Friday, November 16, 2012Contact: Robin Mounsey
Retraining of Racehorses publishes 2012 Annual Report and film

  • An additional 1,500 horses registered in 2012
  • 7,335 horses now registered in total, with 4,000 registered to enter the Retraining of Racehorses’ series of competitions across a range of equestrian disciplines
  • Unique video film published showing the successes of ex-racehorses enjoying life after racing

    Retraining of Racehorses (RoR), British Horseracing’s official charity for the welfare of horses who have retired from racing, today publishes a review of the year so far with its 2012 Report. RoR’s 2012 Report provides an informative review of a wide range of the charity's work, including events and competitions, education and training and other key RoR activities over the past year.

    The RoR Annual Report can be downloaded from the link attached to this release.

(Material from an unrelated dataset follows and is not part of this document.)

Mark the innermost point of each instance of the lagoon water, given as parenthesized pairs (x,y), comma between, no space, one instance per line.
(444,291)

    RoR has also published a film showcasing the successes and real-life stories of former racehorses who have been retrained and are enjoying life after racing . The video also includes footage from RoR’s championship series’ in showing, eventing, polo, dressage and show jumping with contributions from well-known racing and equestrian personalities. To view the video visit here.

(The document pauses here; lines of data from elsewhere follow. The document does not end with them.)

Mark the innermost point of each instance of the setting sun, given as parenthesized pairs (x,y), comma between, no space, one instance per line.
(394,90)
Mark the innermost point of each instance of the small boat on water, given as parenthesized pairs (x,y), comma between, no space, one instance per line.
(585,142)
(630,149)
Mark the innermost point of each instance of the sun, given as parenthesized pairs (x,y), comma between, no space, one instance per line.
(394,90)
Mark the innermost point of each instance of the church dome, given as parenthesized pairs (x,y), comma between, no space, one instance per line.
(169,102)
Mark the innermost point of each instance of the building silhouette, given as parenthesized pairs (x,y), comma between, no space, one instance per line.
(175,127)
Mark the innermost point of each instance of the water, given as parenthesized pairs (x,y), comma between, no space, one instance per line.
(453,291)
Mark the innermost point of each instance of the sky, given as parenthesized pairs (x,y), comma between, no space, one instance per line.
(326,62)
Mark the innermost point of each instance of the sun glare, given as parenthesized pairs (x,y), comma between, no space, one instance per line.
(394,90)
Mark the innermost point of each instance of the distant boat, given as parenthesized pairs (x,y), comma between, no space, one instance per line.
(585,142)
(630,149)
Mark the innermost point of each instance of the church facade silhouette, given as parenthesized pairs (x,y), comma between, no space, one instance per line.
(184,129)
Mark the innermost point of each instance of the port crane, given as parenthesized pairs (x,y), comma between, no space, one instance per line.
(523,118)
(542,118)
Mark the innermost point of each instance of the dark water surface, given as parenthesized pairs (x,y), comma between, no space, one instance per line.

    Di Arbuthnot, RoR Chief Executive, said:

    “It’s been a fantastic year for equestrian sport generally and we are delighted to use the RoR’s Annual Report to highlight the incredible achievements, dedication and hard work of all those involved in educating, retraining and providing support for ex-racehorses. The success of the ex-racehorse in other equestrian disciplines continues to go from strength to strength. “

    Notes to Editors:

    1. RoR was established in 2000 as British Horseracing’s official charity for the welfare of horses who have retired from racing.
    2. RoR supports five Charitable Centres for the care, retraining, and rehoming of former race horses across the UK: Greatwood, HEROS, Moorcroft, TRC and Hollesley Bay. It makes ad hoc grants to other homing organisations
    3. RoR 2012 grants to these centres total £445,000. Together in 2011 they rehomed 240 ex-racehorses, of which 145 were new horses out of training being rehomed for the first time. This was an increase of +10% on 2010.
    4. RoR will spend £181,000 in 2012 on an educational and training programme, creating demand for the ex-racehorse through sponsored competitions, events, workshops, clinics and lectures.
    5. RoR’s event and competition programme has been hugely successful. To date in 2012 total registrations of eligible horses and riders reached 7,335. An increase of over 1,500 registrations in one year.
    6. RoR organises Parades of famous ex-racehorses at major race meetings demonstrating their adaptability in their new careers.
    7. RoR is self-funded through the racing industry. Income for 2012 is forecast to be £620,000. 30% of this income comes from investment returns on generous gifts made by the Mellon Trust and Sheikh Mohammed. 30% is contributed by owners through the ROA from contributions in entry fees, 15% by race courses, 8% from the Horseracing & Betting Levy Board, the remaining 17% from Bookmakers, Breeders, Jockeys, Legacies, Trainers, Transporters, Weatherbys and Auctioneers.
    8. RoR provides extensive advice to potential new owners of ex-racehorses, and details of how to source an ex-racehorse on its website
    9. RoR’s website had over 80,000 visitors in 2012. Particularly popular the “Care & Retraining” section and “Ask the Expert” helpline. A series of training DVDs has also been produced featuring World Class Performance Manager, Yogi Breisner.
    10. RoR has a small executive staff, supported by the BHA, and relies heavily on unpaid Trustees appointed by a cross-section of the racing industry’s bodies including: BHA, NTF, RCA, ROA and TBA.